Memorial Day 2012

My mom recently moved to Northfield from California and I wanted to take her to Northfield’s Memorial Day ceremony.  I walked over to Park Point East at 7:30 and had breakfast with her but when I walked home to get the car and returned I found she had fallen back to sleep.

So I went on to the ceremony myself . Ken Grisim presided over the ceremony and Introduced VFW Commander William Murphy; Isabela Alvarez who read her prize winning poem; and comments from County Commissioner Galen Malecha, who praised the Women’s Auxiliary members; Radio Personality Wayne Eddy who retold stirring stories of the various veterans he has interviewed on his program.  There were many others who participated and worked to put on the observance honoring the many who have made the ultimate sacrifice when they were called.

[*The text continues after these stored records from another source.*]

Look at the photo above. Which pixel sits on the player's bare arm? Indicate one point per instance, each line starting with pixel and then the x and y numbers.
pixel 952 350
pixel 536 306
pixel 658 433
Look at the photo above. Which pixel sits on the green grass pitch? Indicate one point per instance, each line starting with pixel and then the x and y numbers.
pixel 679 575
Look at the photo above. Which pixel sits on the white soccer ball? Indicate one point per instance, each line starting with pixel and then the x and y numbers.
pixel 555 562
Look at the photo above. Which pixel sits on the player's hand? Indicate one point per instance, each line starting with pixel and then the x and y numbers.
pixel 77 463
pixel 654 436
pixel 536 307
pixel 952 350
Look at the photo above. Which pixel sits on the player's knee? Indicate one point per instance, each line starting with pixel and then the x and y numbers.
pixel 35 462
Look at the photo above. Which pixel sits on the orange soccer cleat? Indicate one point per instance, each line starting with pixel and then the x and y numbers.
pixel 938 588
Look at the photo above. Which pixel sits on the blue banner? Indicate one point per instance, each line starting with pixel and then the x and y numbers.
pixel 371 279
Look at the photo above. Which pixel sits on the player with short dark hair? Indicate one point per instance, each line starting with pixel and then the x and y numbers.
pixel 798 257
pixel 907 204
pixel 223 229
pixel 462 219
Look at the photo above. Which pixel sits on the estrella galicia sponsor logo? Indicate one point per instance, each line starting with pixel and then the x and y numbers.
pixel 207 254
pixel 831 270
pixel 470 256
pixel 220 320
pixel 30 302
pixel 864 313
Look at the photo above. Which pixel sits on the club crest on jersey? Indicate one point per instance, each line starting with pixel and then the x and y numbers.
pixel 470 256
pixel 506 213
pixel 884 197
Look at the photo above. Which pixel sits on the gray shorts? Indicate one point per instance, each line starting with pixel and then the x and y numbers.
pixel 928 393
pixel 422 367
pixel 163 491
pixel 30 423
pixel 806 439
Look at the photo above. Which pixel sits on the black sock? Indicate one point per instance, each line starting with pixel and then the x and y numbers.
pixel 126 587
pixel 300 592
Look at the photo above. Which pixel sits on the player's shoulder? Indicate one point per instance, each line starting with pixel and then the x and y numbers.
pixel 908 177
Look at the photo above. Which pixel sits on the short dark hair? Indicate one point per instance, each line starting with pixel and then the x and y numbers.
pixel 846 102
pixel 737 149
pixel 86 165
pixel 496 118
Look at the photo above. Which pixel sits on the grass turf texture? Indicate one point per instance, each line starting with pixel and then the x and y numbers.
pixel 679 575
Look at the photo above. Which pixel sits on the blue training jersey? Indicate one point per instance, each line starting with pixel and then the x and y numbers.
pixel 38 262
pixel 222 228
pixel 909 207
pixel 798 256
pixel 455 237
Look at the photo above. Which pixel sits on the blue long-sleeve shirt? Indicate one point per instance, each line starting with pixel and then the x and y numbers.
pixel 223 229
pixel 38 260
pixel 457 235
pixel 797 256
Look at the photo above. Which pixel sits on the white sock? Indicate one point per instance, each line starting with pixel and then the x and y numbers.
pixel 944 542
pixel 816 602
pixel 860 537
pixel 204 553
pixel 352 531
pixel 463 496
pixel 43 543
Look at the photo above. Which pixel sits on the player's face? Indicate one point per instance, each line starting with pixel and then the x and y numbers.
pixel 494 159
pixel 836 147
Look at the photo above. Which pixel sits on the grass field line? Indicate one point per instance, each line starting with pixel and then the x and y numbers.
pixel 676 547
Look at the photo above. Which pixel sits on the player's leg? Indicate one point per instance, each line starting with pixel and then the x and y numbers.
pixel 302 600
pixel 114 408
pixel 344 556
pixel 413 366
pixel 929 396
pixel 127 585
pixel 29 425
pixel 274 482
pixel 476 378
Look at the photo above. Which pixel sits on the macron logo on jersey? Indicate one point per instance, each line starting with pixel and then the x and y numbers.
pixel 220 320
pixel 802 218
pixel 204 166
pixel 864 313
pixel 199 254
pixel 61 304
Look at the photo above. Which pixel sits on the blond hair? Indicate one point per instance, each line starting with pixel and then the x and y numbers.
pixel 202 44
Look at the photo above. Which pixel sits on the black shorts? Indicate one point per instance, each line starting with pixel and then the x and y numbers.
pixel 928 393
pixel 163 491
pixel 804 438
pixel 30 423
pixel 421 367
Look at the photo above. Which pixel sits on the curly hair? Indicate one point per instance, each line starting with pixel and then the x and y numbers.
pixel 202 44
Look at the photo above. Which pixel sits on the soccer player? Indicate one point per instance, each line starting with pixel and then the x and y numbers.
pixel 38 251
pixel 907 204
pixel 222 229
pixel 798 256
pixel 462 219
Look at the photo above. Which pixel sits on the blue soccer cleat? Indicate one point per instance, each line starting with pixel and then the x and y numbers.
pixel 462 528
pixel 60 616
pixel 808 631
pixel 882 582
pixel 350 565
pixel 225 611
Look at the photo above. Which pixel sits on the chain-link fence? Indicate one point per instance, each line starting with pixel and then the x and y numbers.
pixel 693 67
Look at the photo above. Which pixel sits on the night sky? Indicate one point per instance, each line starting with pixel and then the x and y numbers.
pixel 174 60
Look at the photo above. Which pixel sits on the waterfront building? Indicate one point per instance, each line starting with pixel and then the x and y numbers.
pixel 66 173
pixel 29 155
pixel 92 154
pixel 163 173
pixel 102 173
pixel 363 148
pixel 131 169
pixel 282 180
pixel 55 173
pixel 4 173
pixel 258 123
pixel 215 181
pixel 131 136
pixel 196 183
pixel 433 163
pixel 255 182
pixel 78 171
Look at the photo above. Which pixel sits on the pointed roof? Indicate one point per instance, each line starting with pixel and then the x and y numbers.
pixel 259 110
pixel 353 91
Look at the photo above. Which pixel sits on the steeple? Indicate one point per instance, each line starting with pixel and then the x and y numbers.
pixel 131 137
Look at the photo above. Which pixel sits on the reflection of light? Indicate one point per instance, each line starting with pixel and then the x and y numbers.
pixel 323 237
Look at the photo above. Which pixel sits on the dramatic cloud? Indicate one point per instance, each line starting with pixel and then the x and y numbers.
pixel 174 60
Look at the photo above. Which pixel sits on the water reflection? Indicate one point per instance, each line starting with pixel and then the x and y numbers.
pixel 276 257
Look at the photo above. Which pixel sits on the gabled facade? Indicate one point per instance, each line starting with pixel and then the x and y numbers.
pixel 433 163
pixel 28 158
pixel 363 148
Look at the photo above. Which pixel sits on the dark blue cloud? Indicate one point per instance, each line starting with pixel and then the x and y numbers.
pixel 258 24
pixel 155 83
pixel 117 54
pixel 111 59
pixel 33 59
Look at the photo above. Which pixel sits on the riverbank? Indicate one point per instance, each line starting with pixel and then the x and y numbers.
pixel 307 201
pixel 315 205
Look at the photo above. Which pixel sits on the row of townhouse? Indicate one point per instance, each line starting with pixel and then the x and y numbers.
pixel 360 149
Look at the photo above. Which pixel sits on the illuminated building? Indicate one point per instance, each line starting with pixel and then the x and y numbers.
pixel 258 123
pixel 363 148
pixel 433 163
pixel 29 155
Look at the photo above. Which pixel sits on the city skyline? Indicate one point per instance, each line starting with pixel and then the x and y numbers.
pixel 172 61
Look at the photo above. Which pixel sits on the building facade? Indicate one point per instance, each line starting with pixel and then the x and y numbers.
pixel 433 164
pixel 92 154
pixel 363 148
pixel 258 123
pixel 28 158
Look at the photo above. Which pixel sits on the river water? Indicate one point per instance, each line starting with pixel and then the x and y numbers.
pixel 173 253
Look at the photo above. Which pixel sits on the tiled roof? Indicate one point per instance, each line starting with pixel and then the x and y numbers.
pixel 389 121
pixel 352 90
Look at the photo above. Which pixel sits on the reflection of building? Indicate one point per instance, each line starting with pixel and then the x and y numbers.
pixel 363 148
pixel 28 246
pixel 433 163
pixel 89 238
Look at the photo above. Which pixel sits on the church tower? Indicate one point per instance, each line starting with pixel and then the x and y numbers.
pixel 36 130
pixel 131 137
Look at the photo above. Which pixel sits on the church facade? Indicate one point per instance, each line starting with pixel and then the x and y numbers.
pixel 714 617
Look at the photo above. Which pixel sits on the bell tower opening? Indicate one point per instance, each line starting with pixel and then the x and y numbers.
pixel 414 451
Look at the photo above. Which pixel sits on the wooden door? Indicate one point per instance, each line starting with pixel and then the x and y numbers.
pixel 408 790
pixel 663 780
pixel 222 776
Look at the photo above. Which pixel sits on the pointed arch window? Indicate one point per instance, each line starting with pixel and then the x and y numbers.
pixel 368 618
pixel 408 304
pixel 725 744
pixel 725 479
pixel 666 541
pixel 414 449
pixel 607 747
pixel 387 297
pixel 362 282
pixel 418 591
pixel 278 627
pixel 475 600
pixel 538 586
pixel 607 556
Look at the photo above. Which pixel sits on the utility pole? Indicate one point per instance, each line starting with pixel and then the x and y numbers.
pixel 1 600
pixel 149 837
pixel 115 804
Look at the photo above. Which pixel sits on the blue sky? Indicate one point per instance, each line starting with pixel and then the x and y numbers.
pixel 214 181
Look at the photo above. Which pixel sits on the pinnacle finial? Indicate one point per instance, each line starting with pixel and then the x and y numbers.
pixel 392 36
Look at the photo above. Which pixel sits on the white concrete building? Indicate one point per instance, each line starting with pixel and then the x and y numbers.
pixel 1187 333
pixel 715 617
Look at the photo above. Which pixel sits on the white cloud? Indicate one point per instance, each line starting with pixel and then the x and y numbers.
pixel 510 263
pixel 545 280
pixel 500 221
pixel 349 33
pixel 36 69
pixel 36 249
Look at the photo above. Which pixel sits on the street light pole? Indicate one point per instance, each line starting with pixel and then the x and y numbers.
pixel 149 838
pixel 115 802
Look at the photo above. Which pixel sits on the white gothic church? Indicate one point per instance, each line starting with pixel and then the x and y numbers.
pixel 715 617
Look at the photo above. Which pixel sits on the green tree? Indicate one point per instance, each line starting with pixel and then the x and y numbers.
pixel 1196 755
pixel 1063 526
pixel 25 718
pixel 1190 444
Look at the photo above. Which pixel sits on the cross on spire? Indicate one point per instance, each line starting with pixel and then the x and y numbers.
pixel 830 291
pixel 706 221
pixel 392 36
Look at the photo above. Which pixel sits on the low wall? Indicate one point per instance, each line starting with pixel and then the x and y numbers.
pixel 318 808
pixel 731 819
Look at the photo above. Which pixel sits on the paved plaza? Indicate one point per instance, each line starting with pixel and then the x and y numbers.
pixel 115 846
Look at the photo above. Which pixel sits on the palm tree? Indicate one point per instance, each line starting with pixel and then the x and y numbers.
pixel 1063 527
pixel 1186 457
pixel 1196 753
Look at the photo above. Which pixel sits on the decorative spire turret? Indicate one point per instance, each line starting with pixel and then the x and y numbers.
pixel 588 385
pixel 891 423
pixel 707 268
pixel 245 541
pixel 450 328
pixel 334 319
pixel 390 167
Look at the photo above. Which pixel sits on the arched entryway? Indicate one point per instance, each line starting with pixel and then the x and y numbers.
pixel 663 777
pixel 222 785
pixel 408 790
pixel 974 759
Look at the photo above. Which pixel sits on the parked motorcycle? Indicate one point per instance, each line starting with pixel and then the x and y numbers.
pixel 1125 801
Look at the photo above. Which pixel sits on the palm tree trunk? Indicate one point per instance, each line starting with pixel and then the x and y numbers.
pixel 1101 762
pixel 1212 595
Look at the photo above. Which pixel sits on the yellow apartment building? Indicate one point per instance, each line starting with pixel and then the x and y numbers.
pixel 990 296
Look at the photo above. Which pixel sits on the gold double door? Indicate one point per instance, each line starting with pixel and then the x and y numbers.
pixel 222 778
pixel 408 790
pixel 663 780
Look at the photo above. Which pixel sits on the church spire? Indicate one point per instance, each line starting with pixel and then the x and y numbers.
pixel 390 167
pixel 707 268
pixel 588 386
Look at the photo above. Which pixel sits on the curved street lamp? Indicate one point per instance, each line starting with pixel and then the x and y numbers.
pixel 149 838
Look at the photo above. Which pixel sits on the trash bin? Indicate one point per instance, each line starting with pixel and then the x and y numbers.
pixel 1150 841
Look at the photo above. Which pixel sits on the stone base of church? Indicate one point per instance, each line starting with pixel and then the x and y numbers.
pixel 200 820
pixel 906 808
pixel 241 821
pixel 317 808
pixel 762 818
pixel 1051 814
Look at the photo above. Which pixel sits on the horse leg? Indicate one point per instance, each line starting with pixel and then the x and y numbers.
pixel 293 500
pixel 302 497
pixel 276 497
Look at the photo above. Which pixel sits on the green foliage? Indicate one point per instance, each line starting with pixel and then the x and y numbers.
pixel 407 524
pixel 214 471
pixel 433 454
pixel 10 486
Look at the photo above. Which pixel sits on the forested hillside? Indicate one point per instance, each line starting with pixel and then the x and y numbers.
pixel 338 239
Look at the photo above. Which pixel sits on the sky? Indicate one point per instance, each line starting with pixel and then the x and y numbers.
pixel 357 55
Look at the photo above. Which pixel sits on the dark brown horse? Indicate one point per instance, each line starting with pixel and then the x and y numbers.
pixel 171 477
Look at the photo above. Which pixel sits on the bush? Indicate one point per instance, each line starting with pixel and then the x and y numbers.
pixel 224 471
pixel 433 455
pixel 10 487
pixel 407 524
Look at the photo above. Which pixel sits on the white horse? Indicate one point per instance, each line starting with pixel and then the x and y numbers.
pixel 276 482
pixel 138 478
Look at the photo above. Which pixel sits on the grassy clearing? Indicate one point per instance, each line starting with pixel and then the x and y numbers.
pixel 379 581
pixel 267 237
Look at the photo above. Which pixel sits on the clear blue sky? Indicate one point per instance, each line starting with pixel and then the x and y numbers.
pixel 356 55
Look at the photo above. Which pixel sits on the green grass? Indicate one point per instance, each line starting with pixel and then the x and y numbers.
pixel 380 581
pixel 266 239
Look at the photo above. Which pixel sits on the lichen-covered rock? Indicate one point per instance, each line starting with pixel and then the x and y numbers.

After the ceremony I went back to see how my mom was doing and asked if she wanted to see the memorial in Riverside Park where the ceremony was held.  I took a picture of her there.  She remembered losing her favorite cousin Wilfred in the battle of Iwo Jima and how sad it made her to receive the news that she would never see him again.  I had three uncles serve in World War II only one is still living.

Two great uncles died in World War I one in the Black Forest and the other died a month after the war ended. My grandfather, my mother’s father, survived World War I only to die of a heart attack ten years later. My mom and dad grew up during the depression and were in high school through World War II.  My dad joined the civil air patrol but would never serve in the military because his diabetic condition would keep him out.

After visiting the memorial site, we drove over to Oaklawn cemetery where my father, brother and other Bly relatives are buried.  The place was so green and quiet, so restful, my mom, now 85 asked about friends who had passed away since her last visit, some of them veterans from her generation.

On Sunday, my church celebrated Pentecost and the minister reminded us that Pentecost, the ‘Fiftieth day’, celebrating the giving of the Ten Commandments.  He explained it is the celebration of a covenant, a promise, a sacred trust of the Divine and the people of Moses.  It seems fitting that we celebrate Memorial Day the same weekend as Pentecost, in many ways a similar kind of sacred trust we recognize.  Young men and women offer their service, offer their lives that we might live a life of peace, intent on creating a society that provides opportunity for all and a way of life that is just and true.  Now we must strive to live that way.  It is my hope we can learn to live in such a way that asking this supreme sacrifice of our youth is no longer necessary.